Pace is key ... again

Vanderbilt slowed the pace against Tennessee Wednesday night and nearly upset the 13th-ranked Vols on their home floor. The Big Orange can expect more of the same today against Ole Miss (3 p.m. tip-off at Thompson-Boling Arena).

Tennessee's high-octane offense averages 83 points per game but the Rebels haven't allowed any of their seven SEC opponents to date (including high-scoring Florida and LSU) to notch as many as 80 points. For the season Ole Miss allows just 66.4 points per game ... partly due to good defense and partly due to deliberate tempo.

Thus, the two key questions are:

1. Can Tennessee force a quick tempo?

2. Can the Vols adjust to the Ole Miss tempo or will they struggle with the slower pace, as they did for a half against Vanderbilt?

"I think we adjusted pretty well," senior point guard C.J. Watson said of the Vandy game. "We tried to press them and turn the tempo up and that's what we did sometimes. We should've played a lot better offensively but all you can say is a win's a win."
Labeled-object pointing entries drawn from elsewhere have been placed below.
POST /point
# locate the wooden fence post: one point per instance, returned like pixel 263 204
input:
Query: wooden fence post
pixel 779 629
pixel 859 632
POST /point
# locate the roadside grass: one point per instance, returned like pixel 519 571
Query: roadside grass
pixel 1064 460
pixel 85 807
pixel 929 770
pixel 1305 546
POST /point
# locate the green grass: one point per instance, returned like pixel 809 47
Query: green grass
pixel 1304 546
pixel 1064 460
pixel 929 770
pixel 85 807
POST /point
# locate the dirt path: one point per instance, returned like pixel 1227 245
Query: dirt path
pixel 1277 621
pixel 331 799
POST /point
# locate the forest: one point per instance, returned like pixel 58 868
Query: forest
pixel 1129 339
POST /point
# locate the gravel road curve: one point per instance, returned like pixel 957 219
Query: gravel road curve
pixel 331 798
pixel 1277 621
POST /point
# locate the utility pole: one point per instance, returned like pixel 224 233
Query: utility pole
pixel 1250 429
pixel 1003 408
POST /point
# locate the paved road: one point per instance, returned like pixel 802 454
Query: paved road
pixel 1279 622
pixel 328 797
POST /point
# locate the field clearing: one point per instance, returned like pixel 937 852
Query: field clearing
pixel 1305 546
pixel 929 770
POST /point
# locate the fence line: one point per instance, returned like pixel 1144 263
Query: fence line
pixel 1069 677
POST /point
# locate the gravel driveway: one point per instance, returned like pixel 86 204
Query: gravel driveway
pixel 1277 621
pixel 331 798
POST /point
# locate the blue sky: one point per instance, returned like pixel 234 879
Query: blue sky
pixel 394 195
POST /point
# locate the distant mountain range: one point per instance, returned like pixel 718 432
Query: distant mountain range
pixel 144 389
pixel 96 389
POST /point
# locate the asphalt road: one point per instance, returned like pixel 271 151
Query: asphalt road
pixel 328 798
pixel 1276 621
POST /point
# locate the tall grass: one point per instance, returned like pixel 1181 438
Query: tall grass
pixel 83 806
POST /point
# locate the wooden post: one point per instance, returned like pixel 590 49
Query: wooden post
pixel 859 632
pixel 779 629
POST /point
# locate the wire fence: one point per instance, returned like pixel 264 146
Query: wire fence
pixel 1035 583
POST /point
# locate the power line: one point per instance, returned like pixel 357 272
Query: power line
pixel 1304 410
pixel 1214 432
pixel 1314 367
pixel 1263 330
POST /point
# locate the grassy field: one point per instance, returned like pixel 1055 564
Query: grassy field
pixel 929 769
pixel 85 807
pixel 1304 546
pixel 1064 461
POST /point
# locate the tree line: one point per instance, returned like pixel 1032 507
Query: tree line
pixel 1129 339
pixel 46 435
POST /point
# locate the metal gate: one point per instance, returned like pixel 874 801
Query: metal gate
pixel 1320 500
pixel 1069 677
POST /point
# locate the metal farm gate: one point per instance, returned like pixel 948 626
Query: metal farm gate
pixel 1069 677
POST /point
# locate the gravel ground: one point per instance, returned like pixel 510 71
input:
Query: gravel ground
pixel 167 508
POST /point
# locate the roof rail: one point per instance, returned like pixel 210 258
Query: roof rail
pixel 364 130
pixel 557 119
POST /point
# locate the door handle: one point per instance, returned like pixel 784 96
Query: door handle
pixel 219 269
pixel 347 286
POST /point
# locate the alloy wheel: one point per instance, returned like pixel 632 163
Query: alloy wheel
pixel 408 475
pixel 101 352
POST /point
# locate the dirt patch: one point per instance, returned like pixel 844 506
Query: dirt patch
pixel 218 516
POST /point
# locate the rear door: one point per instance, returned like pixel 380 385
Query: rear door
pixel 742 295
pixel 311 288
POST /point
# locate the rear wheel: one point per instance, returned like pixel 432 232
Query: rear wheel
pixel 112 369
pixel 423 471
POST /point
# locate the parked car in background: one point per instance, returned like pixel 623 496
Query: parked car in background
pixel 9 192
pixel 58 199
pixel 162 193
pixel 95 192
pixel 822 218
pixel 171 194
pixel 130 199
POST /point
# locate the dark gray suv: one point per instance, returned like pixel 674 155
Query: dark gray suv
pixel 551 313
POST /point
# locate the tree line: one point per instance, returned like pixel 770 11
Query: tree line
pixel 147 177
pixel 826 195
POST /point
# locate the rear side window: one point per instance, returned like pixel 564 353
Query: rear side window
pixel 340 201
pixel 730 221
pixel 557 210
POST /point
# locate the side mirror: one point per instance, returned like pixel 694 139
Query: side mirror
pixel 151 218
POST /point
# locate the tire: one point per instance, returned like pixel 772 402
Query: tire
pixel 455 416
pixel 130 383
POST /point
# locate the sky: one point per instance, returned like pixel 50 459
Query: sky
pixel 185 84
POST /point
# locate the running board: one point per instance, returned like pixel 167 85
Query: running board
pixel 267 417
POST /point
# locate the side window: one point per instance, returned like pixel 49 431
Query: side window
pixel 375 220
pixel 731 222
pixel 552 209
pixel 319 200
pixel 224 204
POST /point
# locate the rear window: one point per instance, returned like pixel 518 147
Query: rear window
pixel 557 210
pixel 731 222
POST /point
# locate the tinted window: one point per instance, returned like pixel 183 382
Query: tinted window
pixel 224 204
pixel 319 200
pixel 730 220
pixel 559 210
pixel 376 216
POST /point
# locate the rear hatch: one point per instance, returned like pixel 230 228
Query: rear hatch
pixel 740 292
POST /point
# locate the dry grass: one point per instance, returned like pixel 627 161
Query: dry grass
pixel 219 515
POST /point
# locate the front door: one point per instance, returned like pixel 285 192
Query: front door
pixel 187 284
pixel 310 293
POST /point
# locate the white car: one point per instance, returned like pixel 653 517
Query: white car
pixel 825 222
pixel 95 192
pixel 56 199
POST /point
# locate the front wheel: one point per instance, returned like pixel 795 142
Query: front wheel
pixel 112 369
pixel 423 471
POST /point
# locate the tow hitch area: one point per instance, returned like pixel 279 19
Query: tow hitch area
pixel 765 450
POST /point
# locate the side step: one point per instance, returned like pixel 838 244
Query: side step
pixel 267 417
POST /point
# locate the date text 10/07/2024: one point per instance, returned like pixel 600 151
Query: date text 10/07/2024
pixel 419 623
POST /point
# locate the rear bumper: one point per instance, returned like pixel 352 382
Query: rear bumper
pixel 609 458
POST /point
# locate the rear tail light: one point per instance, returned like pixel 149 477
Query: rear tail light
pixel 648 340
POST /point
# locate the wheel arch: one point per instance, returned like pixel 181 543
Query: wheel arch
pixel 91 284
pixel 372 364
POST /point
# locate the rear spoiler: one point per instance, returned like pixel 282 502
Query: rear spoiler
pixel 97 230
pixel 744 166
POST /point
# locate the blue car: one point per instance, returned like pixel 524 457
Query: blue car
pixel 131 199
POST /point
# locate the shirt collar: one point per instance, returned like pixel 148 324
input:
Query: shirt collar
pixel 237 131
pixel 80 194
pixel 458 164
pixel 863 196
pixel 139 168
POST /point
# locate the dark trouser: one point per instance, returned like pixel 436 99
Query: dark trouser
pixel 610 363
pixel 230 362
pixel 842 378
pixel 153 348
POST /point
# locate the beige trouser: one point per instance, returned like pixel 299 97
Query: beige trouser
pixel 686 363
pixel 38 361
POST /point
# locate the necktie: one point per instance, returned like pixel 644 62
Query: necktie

The Vanderbilt game was a nail-biter because a slow pace increases the value of each possession. An untimely turnover or rushed shot can be the difference between winning and losing. Watson called it "a big possession game," meaning each possession was critical.

Junior forward Dane Bradshaw believes the key to victory is playing hard, no matter what the pace might be. That proved to be the case against Vanderbilt.

"Coach (Bruce Pearl) said he thought we could win if the score was in the 50s to 60s range but he said we could definitely win if we got it into the 80s," Bradshaw recalled. "I thought of that with about three minutes to go. It was 58-58, and I thought, ‘Well, it's going to be a battle.' But I really think us playing so hard and cutting on offense made them miss some shots at the end."

Junior post Major Wingate doesn't get caught up in strategies and schemes. As a result, he isn't worried about what Ole Miss will try to do to neutralize Tennessee this afternoon.

"Teams are going to throw different stuff at us every night," he said, "so we've just got to be ready to play."